Water Management for Communities

by Phil Bartle, PhD


Dedicated to Andrew Livingstone

Training Handout

A community must determine who is responsible for maintenance, who is responsible for repair, and how it is to be managed

Operating a Community Water Supply Facility:

There is a tendency for people to think that all we have to do is build a water supply system, and there it is. Someone will look after it, or it will take care of itself.

Community members are no different. You, as their mobilizer, need to remind them that, if they have chosen water supply as their highest priority, not only is their management needed to construct it, they will also have to make arrangements for caring for it, making it continue to work.

One of the saddest sights to see when visiting rural Africa is the thousands of hand pumps, not working, sitting throughout the land. What a waste of resources used in constructing them, for them to be non-functional.

A community water supply facility (or water point) suffers wear and tear and it may require regular inputs such as fuel and lubrication. It also needs protection against damage by deliberate vandals, careless humans, and rambunctious animals. Now and again it will need repairs.

When choosing and planning a water supply facility, the community must consider how it will ensure that it will continue to function. Your job as a mobilizer is to ensure that community members, and their executive, know that.

Part of that decision making will also be to determine who will do it, and who will supervise and ensure that it gets done. If no one is identified, and held responsible, it will not get done.

Not a One-Off Event:

When a community decides that water is to be its priority, it may assume that it will just construct a facility, and then its responsibility will be over.

As noted in the Mobilization module, your intervention may start with a single community project, but is expected to be continued for as long as necessary. In the case of water, the community executive must make a commitment from the start to work after construction of the project. The project implementation executive (CIC) formed by the community can become the water and development committee of the community. Or, in contrast, this may be an opportune time to form another executive, quietly dropping those members who are not making the grade.

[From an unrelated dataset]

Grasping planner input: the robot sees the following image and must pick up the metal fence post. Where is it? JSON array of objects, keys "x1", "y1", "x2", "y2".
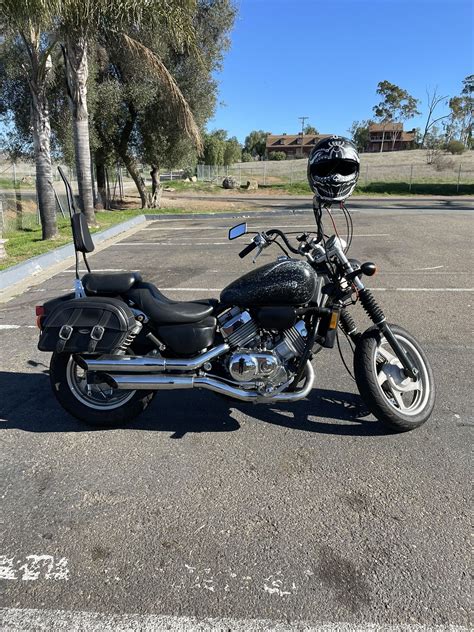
[{"x1": 0, "y1": 200, "x2": 7, "y2": 259}]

Note, here, that your perception and astuteness are important. The executive will be more effective and community empowerment more likely to happen when all the executive members have exemplary characters. Note the sixteen elements of empowerment. Trust and altruism are among them. Dishonesty is one of the five major Factors of Poverty. If one or more executive is not altruistic and puts personal needs or desires ahead of the community, and/or if one or more members may be willing to find ways to divert project resources to personal use, then the executive and the community are weakened. How you go about getting the community to organize a water committee will be based upon your observations.

Since the water supply facility must be an ongoing thing, it is time you announce that the community must form a water and/or development committee. This new executive will not have the job of designing a project reflecting the priority of the community. That has been done. It will have to devise ways to ensure the water remains flowing.

The Water Committee will have to take responsibility for water supply. It will execute the community's wishes to have volunteer maintenance or paid maintenance (see below), and monitor, supervise, guide, encourage and support those who will maintain the facility. The Water Committee must report to the community about finances of operations, and the repair and maintenance situation.

See Organize to review your methods of organizing a water committee.

Volunteers or Paid Staff?

An important decision of the community and its Water Committee is how to arrange that there are enough resources to ensure the water supply facility keeps the water flowing. There are plus and minus consequences of using unpaid volunteers or paid staff.

Using unpaid volunteers, of course, means that less money changes hands, but does not eliminate the fact that some costs will be incurred. Volunteers may be less reliable and perhaps not so willing to follow the instructions of the water committee. Paid staff must be paid, and on a regular basis, or they might seek work elsewhere.

The decision should be made by the community, expressed through its water committee. What would be best is a public meeting, orchestrated by you the mobilizer, chaired by the Water Committee or the executive. The pros and cons of using paid or unpaid personnel to maintain the facility should be listed on the board, perhaps by you, and a priority chosen, much as in a brainstorm session.

You need to make it clear that the worker, paid or unpaid, should only have one supervisor, and that person should be the chair of the water committee. You should also work with the committee in developing a Job Description, to minimize differences of opinion that might arise later.

If community members or committee members do not like something that is happening, they need to raise the issue with the water committee as a whole, and not personally try to control the worker.

Payment Arrangements:

How then does the community pay the operating expenses? It needs income in order to pay the salary of any staff, to buy lubricants and fuel, to buy spare parts, and to pay for labour for any repairs.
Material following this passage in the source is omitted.